65.15 Comparing Open Gastrostomy Tube to PEG Tube in Lung Transplant Patients

S. Taghavi1, V. Ambur1, S. Jayarajan1, J. Gaughan1, Y. Toyoda1, E. Dauer1, L. Sjoholm1, A. Pathak1, T. Santora1, J. Rappold1, A. Goldberg1  1Temple University School Of Medicine,Department Of Surgery,Philadelpha, PA, USA

Introduction:   Lung transplant patients require a high degree of immunosuppression, which impairs wound healing when surgical procedures are required.  Open gastrostomy tube (OGT) allows for suturing of the stomach to the anterior abdominal wall, which may decrease the risk of intraperitoneal leak as compared to percutaneous gastrostomy tube (PEG). We hypothesized that because of impaired healing, lung transplant patients requiring gastrostomy tubes would have better outcomes with OGT as compared to PEG.

Methods:   The National Inpatient Sample (NIS) Database (2005-2010) was queried for all lung transplant patients requiring open gastrostomy or PEG tube.   Weighted frequencies and weighted multivariate logistic regression analysis using clinically relevant variables was used to examine mortality.

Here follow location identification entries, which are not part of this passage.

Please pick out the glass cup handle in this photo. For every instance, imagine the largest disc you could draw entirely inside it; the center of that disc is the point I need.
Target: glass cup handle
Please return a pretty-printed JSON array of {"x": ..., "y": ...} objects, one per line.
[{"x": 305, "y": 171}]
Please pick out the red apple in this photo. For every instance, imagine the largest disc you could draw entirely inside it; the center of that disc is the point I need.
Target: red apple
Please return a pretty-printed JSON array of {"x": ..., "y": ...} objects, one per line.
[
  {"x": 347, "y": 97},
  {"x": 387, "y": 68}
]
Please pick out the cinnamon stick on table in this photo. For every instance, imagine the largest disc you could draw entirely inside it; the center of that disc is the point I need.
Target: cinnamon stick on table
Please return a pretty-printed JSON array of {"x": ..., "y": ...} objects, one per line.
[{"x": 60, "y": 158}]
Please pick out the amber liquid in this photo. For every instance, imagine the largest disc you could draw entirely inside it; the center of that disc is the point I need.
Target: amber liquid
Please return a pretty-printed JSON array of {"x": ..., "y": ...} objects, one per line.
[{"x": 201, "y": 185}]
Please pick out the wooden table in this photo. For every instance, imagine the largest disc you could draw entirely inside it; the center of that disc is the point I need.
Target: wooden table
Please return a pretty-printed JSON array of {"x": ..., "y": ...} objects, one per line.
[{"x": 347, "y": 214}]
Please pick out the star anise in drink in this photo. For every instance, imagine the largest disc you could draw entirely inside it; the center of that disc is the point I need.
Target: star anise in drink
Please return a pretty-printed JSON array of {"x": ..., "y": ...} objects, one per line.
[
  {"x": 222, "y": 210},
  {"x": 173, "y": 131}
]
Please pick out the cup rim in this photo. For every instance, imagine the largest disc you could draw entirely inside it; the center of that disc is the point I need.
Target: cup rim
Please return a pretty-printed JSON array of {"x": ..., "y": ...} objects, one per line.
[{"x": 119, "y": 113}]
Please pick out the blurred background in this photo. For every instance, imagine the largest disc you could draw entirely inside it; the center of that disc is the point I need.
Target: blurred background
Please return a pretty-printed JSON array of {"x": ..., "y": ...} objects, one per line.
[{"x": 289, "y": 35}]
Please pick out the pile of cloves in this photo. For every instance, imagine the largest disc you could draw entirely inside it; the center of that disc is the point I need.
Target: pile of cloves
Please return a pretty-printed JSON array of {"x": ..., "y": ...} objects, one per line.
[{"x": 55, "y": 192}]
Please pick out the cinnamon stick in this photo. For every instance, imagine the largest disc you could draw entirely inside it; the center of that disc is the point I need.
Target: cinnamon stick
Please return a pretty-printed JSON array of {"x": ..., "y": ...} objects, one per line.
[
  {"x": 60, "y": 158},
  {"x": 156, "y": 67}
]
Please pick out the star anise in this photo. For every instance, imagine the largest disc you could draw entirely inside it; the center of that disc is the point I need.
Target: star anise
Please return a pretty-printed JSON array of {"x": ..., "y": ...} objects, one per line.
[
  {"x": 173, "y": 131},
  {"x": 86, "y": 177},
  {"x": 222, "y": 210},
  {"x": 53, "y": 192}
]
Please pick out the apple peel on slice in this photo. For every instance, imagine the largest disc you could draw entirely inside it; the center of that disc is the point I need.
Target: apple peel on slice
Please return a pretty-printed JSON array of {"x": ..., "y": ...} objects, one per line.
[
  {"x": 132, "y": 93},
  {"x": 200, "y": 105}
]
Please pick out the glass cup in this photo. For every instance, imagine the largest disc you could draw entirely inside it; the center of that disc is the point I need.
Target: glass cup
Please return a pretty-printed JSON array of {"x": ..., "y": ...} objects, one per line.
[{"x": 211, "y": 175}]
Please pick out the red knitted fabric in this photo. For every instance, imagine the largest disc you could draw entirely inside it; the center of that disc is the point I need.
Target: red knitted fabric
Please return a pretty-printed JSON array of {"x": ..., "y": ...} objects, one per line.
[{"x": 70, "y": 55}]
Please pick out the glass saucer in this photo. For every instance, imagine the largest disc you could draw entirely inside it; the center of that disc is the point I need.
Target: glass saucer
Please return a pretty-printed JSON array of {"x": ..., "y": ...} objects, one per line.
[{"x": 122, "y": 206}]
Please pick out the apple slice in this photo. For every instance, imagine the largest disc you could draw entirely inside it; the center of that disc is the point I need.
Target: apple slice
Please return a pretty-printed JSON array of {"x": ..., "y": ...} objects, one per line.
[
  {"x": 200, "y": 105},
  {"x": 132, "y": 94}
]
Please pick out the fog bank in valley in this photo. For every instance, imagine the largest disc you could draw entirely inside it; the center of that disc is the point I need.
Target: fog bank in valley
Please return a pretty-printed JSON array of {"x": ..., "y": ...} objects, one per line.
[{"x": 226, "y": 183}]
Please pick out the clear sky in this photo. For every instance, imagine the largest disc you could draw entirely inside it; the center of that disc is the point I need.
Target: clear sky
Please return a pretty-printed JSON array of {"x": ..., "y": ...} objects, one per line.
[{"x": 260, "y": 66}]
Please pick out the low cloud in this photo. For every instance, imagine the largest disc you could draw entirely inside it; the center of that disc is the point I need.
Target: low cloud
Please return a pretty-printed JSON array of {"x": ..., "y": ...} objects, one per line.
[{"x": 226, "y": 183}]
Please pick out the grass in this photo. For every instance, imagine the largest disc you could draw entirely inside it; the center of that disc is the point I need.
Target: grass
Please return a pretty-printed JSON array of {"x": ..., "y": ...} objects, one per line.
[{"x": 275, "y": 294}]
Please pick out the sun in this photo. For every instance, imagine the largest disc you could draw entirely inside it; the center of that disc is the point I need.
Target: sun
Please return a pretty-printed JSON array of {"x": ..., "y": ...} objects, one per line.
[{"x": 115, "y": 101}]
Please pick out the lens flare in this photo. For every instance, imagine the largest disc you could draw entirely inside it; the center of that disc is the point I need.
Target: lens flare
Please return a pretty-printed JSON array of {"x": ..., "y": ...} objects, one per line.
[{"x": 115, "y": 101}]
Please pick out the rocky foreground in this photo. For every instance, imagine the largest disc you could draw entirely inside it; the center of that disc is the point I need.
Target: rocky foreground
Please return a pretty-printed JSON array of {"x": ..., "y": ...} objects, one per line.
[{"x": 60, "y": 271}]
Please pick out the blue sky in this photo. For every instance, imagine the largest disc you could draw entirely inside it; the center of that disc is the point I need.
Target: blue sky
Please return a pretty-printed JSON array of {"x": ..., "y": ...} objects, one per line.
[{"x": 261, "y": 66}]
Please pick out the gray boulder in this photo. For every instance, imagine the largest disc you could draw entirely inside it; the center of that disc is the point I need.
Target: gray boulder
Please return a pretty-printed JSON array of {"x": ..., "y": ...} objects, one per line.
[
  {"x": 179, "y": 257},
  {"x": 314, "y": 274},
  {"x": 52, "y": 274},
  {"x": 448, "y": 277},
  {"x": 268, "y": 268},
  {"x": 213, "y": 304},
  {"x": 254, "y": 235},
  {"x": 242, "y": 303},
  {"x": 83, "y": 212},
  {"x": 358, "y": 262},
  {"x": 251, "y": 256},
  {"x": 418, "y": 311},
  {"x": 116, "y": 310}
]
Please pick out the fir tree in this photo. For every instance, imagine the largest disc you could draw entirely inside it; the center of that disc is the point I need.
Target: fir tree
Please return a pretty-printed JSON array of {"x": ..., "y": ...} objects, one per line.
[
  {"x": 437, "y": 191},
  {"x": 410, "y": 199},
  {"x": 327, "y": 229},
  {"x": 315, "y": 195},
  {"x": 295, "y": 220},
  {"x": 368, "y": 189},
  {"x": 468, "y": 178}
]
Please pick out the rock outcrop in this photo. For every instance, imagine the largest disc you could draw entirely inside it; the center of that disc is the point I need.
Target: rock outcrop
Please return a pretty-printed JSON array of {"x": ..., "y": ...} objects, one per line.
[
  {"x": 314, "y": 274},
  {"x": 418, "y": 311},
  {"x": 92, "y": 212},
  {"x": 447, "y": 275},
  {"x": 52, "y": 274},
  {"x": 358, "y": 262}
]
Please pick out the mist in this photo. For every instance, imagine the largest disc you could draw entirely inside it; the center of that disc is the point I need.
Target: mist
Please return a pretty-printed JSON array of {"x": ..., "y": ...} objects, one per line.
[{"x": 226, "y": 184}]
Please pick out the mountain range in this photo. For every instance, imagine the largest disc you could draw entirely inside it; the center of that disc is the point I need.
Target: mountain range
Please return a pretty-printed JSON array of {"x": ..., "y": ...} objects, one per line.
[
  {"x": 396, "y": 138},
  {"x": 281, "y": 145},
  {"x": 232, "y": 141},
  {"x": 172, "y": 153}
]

Results:  There were 215 lung transplant patients requiring gastrostomy tube, with 44 OGT and 171 PEG.  The two groups were not different with respect to age (52.0 vs. 56.9 years, p=0.40), Charlson Comorbidity Index (3.3 vs. 3.5, p=0.75) and private payer status (38.6 vs. 32.7%, p=0.05).  The PEG cohort was more likely to be male (65.9 vs. 45.0%, p=0.01) or white (93.2 vs. 88.3%, p<0.001) and less likely to be Hispanic (0.0 vs. 5.3%, p<0.001).  Incidence of acute renal failure was higher in the PEG group (34.1 vs. 11.7%, p=0.003).   Post-operative pneumonia, myocardial infarction, surgical site infection, DVT/PE, and urinary tract infection was not different when comparing the two groups.  Length of stay (33.0 vs. 27.1 days, p=0.63) and total hospital charges ($203,023 vs. 294.679, p=0.45) were similar.  Post-operative mortality was higher in the PEG group (11.4 vs. 0.0%, p=0.02).  On multivariate analysis, PEG tube was independently associated with mortality (HR: 1.94, 95%CI: 1.45-2.58, p<0.001).  Increasing Charlson Comorbidity Index was associated with mortality.  Variables associated with survival included female gender, age, hospital bed size, and white race (see table).

Conclusion:  In lung transplant patients, OGT results in better outcomes as compared to PEG.  Open gastrostomy should be the preferred method of gastric access in lung transplant patients.